Background and aims:Protein Kinases having significant effects on signal transduction as well as most of the cellular processes, frequently causes diseases. A large number of disease-causing mutations have been recognized from several protein kinases. Therefore, KinMutBase database, a comprehensive database for diseases causing mutations in Protein Kinase domain was established previously, where all the mutation related information was positioned. Protein kinases are related with numerous life threatening diseases including cancers. Hence to analyze pathogenic mutations in kinase domain level to figure out the characterization of mutation pattern was the crucial concern of this thesis work.

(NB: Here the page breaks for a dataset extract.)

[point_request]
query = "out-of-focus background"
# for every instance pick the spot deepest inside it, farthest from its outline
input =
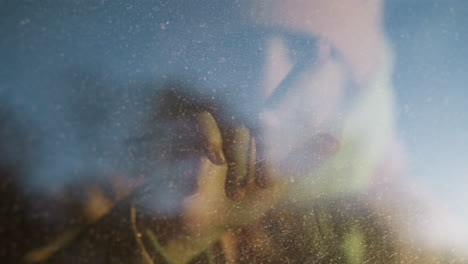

Methods:KinMutBase were thoroughly updated with new mutations as well as new gene entries where mutations are happening in their kinase domain range. Gene and respective protein sequences reported in the dataset were downloaded to perform Multiple Sequence Alignment. Conserving all those sequence to rearrange the mutation positions, BioEdit, software for assembling conserved sequence was used. By this mean, every mutation had given to new positions in the sequence file. In conclusion, statistical analyses were performed withRto examine mutation pattern. In addition, mutation pattern and mutation rate of Protein Serine/ Threonine kinase group as well as Protein Tyrosine kinase group in comparison with background data set (Faisal I., 2012) was also calculated for individual amino acids and for different amino acid groups.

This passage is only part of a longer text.